A l’heure où les relations amoureuses balancent entre réel et virtuel, Maïa Mazaurette, chroniqueuse de « La Matinale », nous invite à reconsidérer le périmètre de nos sexualités. Et d’y inclure ces pratiques ou pensées platoniques zèbrant nos quotidiens.

M le magazine du Monde | 15.07.2018 à 06h35 |Par Maïa Mazaurette

 A en croire les oiseaux de mauvais augure, nous serions toutes et tous devenus des obsédés sexuels, errant dans une société sur-sexuée, condamnés à ne penser qu’à « ça ». Très bien. Mais pendant que nous rejouons le mur des lamentations, les relations platoniques non seulement subsistent, mais prolifèrent, sous des formes anciennes et modernes.

La première population concernée est évidemment celle des asexuels : dans cette catégorie, qui rassemblerait tout de même 1 % des Français, on ne ressent jamais de désir envers quiconque. Ce qui ne signifie pas qu’on n’ait pas envie de belles histoires d’amour (dans le cas contraire, on serait aromantique), ou qu’on ne connaisse aucune libido (les asexuels ont droit à la masturbation comme tout le monde). Les asexuels ont leurs sites de rencontre, leurs relations, leurs trajectoires… mais platoniques. C’est donc non seulement possible, mais plus acceptable que par le passé.

Viennent ensuite les couples non-asexuels ayant glissé sur la peau de banane du long-terme. Il existe des mariages sans sexe, parmi lesquels on peut inclure les mariages « presque » sans sexe : les chiffres varient selon les études, mais tournent autour de 15 % à 20 % d’unions concernées. Cette situation est rarement volontaire. On évoque l’ennui, la lassitude, la mauvaise entente, les dysfonctions éventuellement liées à l’âge, la maladie, les médicaments… Ou le report de l’intérêt pour le sexe sur des partenaires extraconjugaux.

Platonisme sur la durée ou pour un temps

D’autres choisissent de jeter l’éponge pour des raisons personnelles, pragmatiques, religieuses. Parce que ça ne les intéresse pas, ou plus, ou pas pour le moment.
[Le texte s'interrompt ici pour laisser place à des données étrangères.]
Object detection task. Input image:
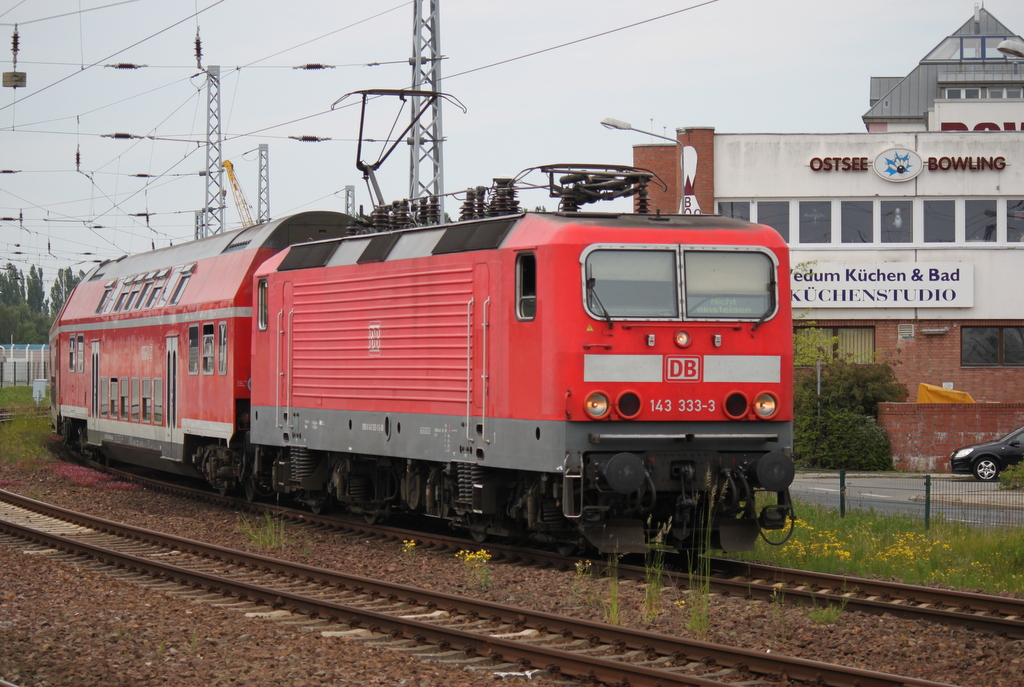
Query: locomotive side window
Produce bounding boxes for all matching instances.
[142,377,153,422]
[256,280,267,332]
[99,377,111,418]
[131,377,139,422]
[217,323,227,375]
[515,253,537,321]
[683,251,775,319]
[188,325,199,375]
[584,249,679,319]
[153,377,164,425]
[203,323,215,375]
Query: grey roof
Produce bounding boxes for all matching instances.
[862,8,1024,126]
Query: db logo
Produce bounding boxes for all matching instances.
[665,356,700,382]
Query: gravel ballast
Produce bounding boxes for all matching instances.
[0,458,1024,687]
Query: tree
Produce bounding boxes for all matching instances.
[50,267,85,316]
[793,328,907,470]
[0,262,25,305]
[25,265,50,315]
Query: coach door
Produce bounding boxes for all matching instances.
[466,264,490,447]
[274,282,295,431]
[164,337,178,441]
[89,341,99,418]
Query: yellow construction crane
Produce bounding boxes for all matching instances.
[221,160,256,228]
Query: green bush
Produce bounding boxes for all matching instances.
[794,409,893,470]
[999,463,1024,489]
[794,358,907,470]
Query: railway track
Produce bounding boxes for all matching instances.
[0,491,958,687]
[74,450,1024,639]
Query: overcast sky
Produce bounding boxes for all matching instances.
[0,0,1024,282]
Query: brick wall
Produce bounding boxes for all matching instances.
[802,319,1024,405]
[633,127,717,215]
[879,403,1024,472]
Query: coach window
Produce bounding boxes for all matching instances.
[256,280,267,332]
[584,249,679,319]
[515,253,537,321]
[157,267,181,308]
[683,251,775,319]
[131,377,140,422]
[217,323,227,375]
[99,377,111,418]
[203,323,215,375]
[142,377,153,422]
[121,377,131,420]
[188,325,199,375]
[153,377,164,425]
[961,327,1024,368]
[171,262,196,305]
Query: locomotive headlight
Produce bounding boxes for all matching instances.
[754,392,778,419]
[583,391,610,420]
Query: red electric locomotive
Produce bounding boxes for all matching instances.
[54,166,794,553]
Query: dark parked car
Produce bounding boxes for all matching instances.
[949,427,1024,481]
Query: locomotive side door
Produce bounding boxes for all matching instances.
[466,263,490,443]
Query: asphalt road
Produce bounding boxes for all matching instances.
[790,472,1024,525]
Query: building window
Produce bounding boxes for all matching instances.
[758,201,790,243]
[718,201,751,222]
[800,201,831,244]
[515,253,537,321]
[217,323,227,375]
[188,325,199,375]
[961,327,1024,367]
[881,200,913,244]
[840,201,874,244]
[925,201,956,244]
[1007,199,1024,244]
[964,200,995,242]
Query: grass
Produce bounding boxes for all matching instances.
[239,513,285,549]
[736,503,1024,594]
[0,397,52,468]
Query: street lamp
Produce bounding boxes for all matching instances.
[601,117,700,215]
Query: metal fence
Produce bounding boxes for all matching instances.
[792,470,1024,528]
[0,360,50,387]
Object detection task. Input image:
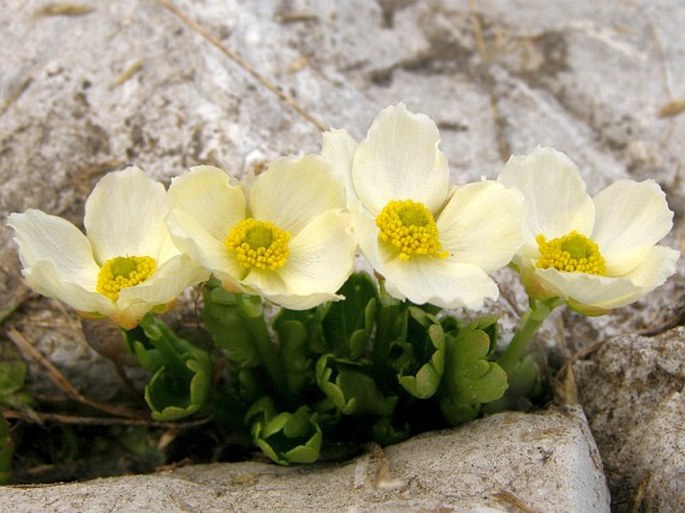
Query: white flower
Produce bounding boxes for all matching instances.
[8,167,206,329]
[169,155,356,310]
[322,104,524,308]
[499,148,679,315]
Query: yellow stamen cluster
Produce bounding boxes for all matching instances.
[224,218,290,271]
[376,200,448,260]
[535,231,606,276]
[96,256,157,301]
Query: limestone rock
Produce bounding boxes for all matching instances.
[0,406,609,513]
[574,327,685,513]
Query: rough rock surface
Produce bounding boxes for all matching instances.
[574,327,685,513]
[0,406,609,513]
[0,0,685,510]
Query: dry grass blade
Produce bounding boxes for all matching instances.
[7,329,145,420]
[35,3,95,16]
[493,490,537,513]
[109,59,143,89]
[154,0,328,132]
[659,98,685,118]
[0,77,33,116]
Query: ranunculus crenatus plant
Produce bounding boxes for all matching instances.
[169,155,356,310]
[498,148,679,315]
[8,167,208,329]
[498,148,680,371]
[6,104,679,464]
[323,104,524,308]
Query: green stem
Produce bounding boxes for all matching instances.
[497,298,564,374]
[372,279,405,365]
[240,296,294,404]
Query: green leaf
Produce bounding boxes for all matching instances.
[316,354,398,416]
[273,303,330,355]
[276,320,314,394]
[483,355,543,413]
[0,358,33,410]
[245,397,323,465]
[0,415,14,485]
[323,273,378,359]
[202,280,262,367]
[145,358,211,421]
[440,324,507,425]
[127,315,212,421]
[391,307,445,399]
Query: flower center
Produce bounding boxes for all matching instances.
[96,256,157,301]
[535,231,606,276]
[224,218,290,271]
[376,200,448,260]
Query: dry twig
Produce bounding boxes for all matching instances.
[154,0,328,132]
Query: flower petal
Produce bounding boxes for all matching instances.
[249,155,345,235]
[592,180,673,276]
[116,254,209,310]
[436,181,525,274]
[23,260,114,317]
[535,268,643,309]
[321,130,358,205]
[352,103,449,215]
[352,207,383,273]
[7,209,100,286]
[260,292,344,310]
[498,148,595,242]
[278,211,356,296]
[241,268,288,299]
[167,206,243,291]
[384,257,499,308]
[167,166,246,241]
[83,167,167,264]
[619,246,680,300]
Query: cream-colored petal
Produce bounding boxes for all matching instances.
[385,257,499,309]
[535,268,642,309]
[278,211,357,296]
[612,246,680,302]
[352,103,449,215]
[241,268,289,299]
[116,254,209,311]
[7,209,100,286]
[592,180,673,276]
[352,207,392,274]
[498,148,595,243]
[249,155,345,235]
[167,210,243,290]
[321,130,358,205]
[23,260,114,317]
[167,166,246,240]
[83,167,167,264]
[436,181,526,274]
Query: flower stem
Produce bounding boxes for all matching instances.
[240,295,293,403]
[372,278,406,364]
[497,298,564,374]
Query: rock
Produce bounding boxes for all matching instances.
[0,406,609,513]
[574,327,685,513]
[0,0,685,500]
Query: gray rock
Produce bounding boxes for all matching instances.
[0,406,609,513]
[0,0,685,511]
[574,327,685,513]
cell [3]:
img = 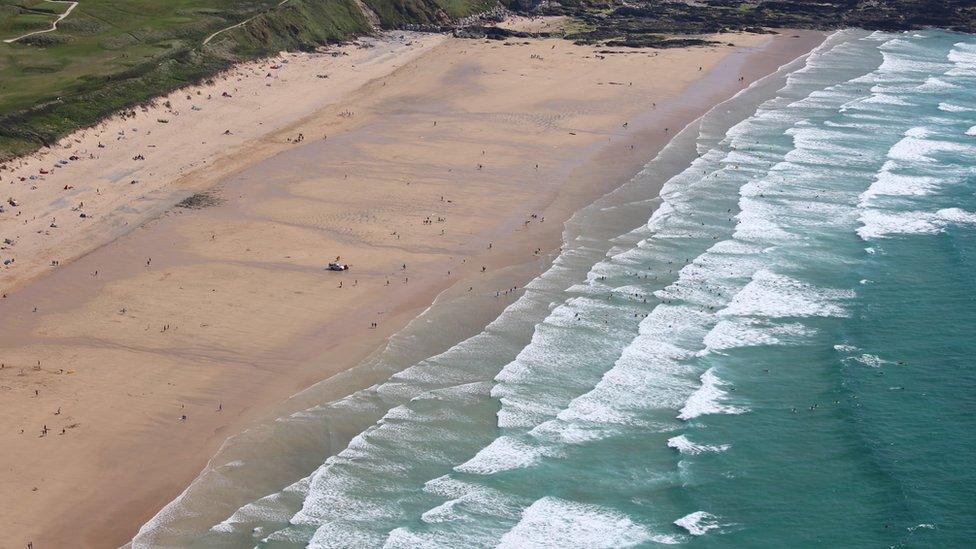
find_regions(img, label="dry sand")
[0,26,822,548]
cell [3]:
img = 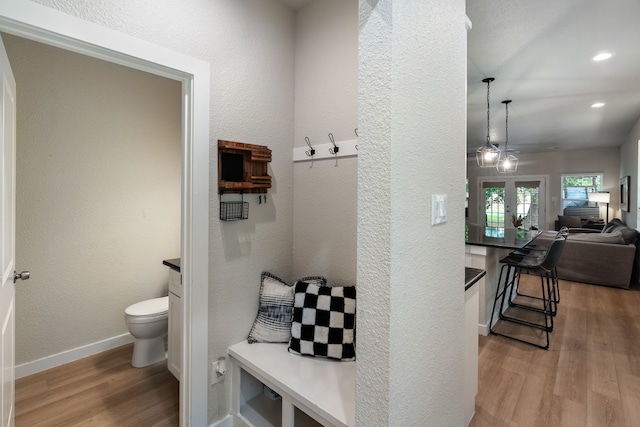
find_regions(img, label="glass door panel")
[478,177,546,230]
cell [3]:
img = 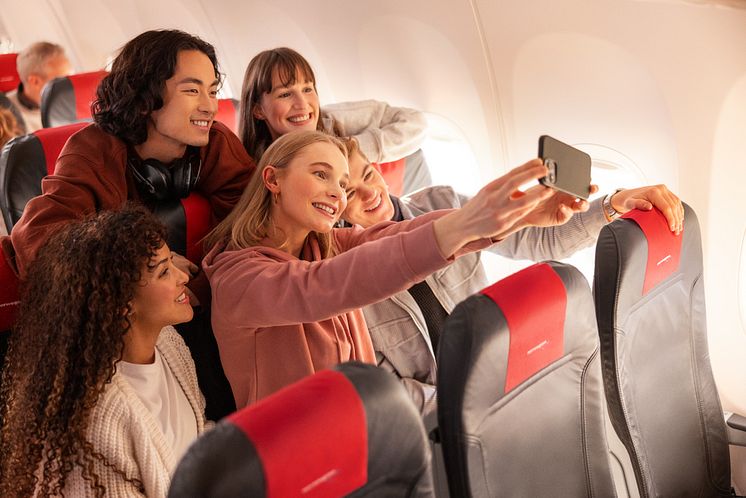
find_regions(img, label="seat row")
[164,206,746,497]
[0,66,238,133]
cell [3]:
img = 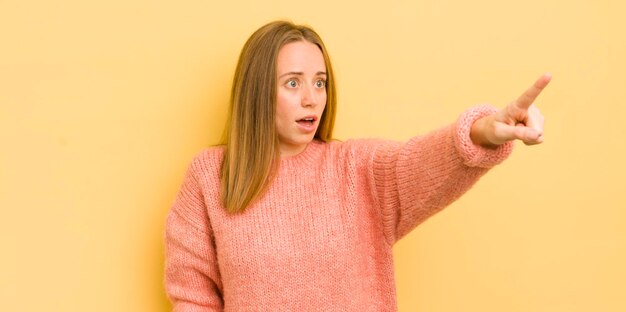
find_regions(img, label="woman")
[165,22,550,311]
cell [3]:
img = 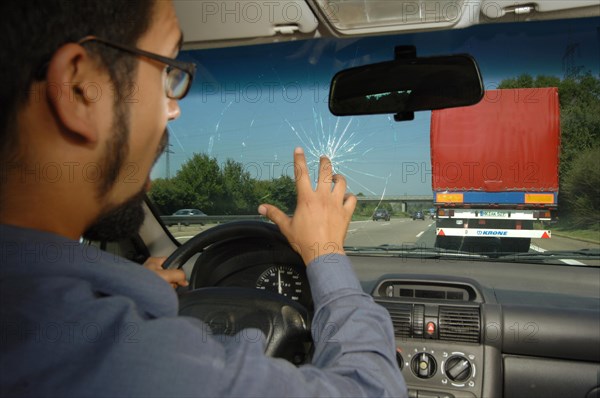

La plupart des groupes passeront par des étapes platoniques autour des périodes de grossesse, et s’en remettront (pire encore, ils se reproduiront !). Sans même parler des moments de séparation, plus ou moins prolongés, ponctués de rapports intermédiaires mi-virtuels mi-réels, allant du sexto érotique à l’amour via webcam.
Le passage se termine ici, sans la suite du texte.